Our last conversation was an email. I remember it clearly--I relaxed in my bed, enjoying my first Tuesday of summer vacation, looking forward to Wednesday's trip to New York City. Seemingly, judging by my expression and generally upbeat attitude, everything was fine.
When I consider the human race, I see an infinite ocean, on which all of us are floating, drifting on wooden rafts. We, all of us, are tied by ropes, some long, some short, some thick, some thin. We are all connected.
But nothing was fine. She hadn't been replying to my emails, and her behavior worried me to no end. With each passing moment, pangs of doubt struck my heart like clockwork, like perfectly-timed contractions during labor, the minute hand, moving ever-closer to midnight, sending earthquakes up my spine. There was reason for my worry. For the last several months or so, our friendship had been shaky, almost as if we were both teetering on the edge of a cliff. Any day, one of us would fall, the stroke of twelve echoing our last, angry words to one another.
When a newborn is placed on the sea of humanity, aboard her own tiny raft, she instantly forges unbreakable bonds with those closest to her. Her mother, her father, her sisters and brothers. They all surround her, and before her family can truly comprehend her existence and understand what an impact she will make, they are bound to her by both love as well as blood. Such bonds are nearly always permanent; no matter how hard you tug, they will never tear, except in cases where every trace of love, the glue of a relationship, is lost.
The ties between friends are innately different from those among family members. These ropes are fragile, created by trivial circumstances, such as age or location. These bonds are thin, and they snap at the first opportunity, or they fade as two friends drift farther and farther apart, until they are forgotten completely. There is little love in them. Even the thickest strings, reinforced over many years, can be sawed in two when the sea becomes choppy and rough. Friends must hold fast to one another, or their ties will reach the breaking point. This can never be allowed to happen. Once it does, there is no going back to the way things were.
Finally, I gave up waiting for her reply and sent her one question.
What did I do?
I crossed my fingers anxiously, hoping that her answer would reassure me that our relationship was still healthy, not as broken as I feared.
The reply came swiftly, the text burning with anger and hate.
You're selfish. I refuse to be friends with someone like you.
I remember that choking sensation in my throat as I read her words, that feeling deep within your chest as you realize you're about to cry. My eyes burned with tears. Part of me was angry, another part was simply heartbroken. How did it come to this?
I have lost many friends over the years. In third grade, the boys I played with at recess left me alone, not wanting to play with me anymore. In seventh grade, three of my best friends drifted away on the waves of humanity's ocean. But this friend, Sara, was like no one else I'd ever met. Not only had we been friends for six years, but she had always been there to listen. If I had talked for hours on end, she would have said nothing. She would have only breathed in each of my words, carefully considering them. I would have done the same for her. We laughed, and we cried. We admired the stars and danced under them, hand in hand. We were sisters in all but blood.

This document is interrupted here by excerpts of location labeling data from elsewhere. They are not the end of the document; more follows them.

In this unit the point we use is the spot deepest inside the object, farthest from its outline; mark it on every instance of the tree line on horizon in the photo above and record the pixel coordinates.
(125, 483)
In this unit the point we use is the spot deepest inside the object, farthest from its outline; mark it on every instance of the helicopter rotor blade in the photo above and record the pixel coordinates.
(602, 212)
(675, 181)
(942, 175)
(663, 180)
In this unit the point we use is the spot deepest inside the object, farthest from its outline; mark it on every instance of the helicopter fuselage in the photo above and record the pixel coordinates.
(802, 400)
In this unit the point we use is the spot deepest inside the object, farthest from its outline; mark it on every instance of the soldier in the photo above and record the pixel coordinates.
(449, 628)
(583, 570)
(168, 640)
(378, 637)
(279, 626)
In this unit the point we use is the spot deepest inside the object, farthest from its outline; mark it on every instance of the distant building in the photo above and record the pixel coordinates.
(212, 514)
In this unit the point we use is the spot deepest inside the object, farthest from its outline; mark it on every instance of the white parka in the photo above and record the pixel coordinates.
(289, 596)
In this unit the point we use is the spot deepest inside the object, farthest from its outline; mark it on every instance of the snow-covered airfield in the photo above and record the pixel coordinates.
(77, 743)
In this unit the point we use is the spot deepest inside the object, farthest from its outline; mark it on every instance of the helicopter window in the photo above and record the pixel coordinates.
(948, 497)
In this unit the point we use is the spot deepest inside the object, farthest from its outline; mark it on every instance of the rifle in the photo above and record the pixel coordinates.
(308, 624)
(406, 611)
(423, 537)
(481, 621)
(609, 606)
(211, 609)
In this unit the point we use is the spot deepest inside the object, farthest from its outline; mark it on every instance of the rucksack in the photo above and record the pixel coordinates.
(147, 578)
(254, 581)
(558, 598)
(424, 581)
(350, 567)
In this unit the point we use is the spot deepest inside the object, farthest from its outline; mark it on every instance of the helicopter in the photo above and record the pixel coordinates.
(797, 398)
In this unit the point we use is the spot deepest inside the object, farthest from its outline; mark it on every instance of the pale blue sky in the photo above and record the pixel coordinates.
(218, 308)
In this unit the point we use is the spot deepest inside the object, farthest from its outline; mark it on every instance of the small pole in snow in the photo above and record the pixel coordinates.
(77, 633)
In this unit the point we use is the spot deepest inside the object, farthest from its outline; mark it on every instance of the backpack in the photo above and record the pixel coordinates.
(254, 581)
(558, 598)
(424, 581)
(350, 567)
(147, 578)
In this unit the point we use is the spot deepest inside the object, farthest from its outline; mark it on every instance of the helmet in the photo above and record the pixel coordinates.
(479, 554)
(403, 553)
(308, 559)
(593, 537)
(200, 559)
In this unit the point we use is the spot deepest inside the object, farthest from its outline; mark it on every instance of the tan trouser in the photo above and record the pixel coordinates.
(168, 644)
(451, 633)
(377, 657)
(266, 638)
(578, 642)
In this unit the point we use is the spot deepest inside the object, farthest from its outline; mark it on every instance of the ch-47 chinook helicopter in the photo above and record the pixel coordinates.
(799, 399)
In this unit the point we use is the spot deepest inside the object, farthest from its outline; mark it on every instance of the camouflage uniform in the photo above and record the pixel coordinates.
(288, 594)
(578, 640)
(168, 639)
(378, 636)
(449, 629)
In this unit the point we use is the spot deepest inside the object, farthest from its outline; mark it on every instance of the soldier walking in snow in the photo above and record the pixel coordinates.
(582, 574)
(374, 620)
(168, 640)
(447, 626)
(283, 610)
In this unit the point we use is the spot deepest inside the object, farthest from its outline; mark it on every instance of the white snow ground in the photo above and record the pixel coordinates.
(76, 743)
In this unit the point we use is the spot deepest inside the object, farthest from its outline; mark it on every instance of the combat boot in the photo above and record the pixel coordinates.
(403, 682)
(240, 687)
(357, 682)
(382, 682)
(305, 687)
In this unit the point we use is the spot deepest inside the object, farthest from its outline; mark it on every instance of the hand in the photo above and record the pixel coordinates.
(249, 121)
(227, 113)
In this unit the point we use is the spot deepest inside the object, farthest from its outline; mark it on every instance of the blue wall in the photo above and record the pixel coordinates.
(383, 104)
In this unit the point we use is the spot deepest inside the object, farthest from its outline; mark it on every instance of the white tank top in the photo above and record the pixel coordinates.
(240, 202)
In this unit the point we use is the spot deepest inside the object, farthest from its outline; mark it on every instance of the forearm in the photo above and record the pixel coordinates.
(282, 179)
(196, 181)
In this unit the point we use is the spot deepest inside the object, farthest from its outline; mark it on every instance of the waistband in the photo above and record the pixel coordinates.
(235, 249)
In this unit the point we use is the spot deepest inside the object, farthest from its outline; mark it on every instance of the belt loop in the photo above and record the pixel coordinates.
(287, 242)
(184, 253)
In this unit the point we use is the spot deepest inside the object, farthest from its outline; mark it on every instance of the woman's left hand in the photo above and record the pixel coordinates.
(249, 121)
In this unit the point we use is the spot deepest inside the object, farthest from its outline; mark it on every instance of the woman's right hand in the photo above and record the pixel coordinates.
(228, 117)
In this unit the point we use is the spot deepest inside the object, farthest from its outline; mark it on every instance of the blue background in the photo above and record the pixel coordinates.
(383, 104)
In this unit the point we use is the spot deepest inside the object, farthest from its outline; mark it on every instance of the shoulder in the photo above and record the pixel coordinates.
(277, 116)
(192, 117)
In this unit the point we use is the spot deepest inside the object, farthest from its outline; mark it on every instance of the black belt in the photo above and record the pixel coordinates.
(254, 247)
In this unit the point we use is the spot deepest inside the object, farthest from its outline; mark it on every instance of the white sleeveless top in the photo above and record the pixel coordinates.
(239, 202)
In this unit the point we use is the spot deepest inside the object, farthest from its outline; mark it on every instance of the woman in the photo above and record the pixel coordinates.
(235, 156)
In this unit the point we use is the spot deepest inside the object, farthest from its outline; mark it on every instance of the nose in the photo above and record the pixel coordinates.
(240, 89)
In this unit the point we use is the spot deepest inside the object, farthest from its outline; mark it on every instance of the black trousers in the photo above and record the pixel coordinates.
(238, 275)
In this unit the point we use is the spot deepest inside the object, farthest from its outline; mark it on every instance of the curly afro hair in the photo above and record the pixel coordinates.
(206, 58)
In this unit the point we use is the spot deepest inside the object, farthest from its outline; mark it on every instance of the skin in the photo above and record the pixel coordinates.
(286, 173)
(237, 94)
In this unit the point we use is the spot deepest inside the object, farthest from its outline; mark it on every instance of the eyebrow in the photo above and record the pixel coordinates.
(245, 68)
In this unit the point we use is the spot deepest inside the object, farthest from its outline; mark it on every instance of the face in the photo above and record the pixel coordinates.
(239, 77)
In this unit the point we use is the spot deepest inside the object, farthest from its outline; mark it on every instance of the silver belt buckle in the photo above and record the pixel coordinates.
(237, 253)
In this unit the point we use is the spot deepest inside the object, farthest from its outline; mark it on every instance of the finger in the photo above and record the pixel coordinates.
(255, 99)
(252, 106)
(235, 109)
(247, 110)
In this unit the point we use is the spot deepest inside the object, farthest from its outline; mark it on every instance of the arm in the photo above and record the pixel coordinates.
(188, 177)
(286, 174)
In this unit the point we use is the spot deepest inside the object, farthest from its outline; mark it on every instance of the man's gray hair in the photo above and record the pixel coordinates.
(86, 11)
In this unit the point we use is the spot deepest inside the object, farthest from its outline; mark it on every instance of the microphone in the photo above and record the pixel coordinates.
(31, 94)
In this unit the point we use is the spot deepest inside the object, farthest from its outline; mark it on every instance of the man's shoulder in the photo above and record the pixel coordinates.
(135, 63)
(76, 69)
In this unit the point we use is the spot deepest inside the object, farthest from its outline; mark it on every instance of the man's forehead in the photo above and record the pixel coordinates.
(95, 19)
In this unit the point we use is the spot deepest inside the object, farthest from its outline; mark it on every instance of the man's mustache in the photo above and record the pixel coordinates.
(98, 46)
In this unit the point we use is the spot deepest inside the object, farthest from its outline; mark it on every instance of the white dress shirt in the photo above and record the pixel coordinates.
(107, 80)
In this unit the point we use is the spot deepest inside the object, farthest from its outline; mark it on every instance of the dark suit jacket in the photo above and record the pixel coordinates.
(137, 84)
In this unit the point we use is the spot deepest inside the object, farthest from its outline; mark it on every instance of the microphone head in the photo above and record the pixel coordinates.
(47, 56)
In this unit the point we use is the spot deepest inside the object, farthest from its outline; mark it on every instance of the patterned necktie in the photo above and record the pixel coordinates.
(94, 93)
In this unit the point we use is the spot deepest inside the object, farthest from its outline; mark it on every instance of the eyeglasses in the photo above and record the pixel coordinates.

Thus, her last email to me came as a surprise, and it acted as a stab to my chest, a sharp dagger of hatred. I never expected any of those words. They were as if from an imposter.
I told myself it wasn't true.
I'm not as selfish and self-centered as she says.
I'm a good friend. She's the one who abandoned me.
Still, the deep hurt of heartbreak persisted, tainting my trip to New York as well as the rest of my summer. For the first time, I understood loneliness.
Now, the pain has reduced to a dull ache in my soul. Some days, I wonder if she ever cared about me at all. The sea is silent now, the storm has passed, and I am alone.
Almost. Remember those other bonds I told you about? The ones that surround every newborn child and remain with them through adulthood? On Tuesday, June 4, 2019, during the summer between eighth grade and ninth, my mother found me in the bathroom, sobbing.
It was her arms that comforted me, her soothing whispers that calmed my racing mind, her tender embrace that mended my fractured soul.
What's wrong? she asked.
I have no friends. She shook her head and smiled at me. You still have friends. Since then, my family has remained with me. They surround me now, just as they always have. I am not alone as I drift on this ocean, searching for someone like all the friends I've lost, but someone who, unlike every other, will remain with me to the end, adrift on this difficult sea.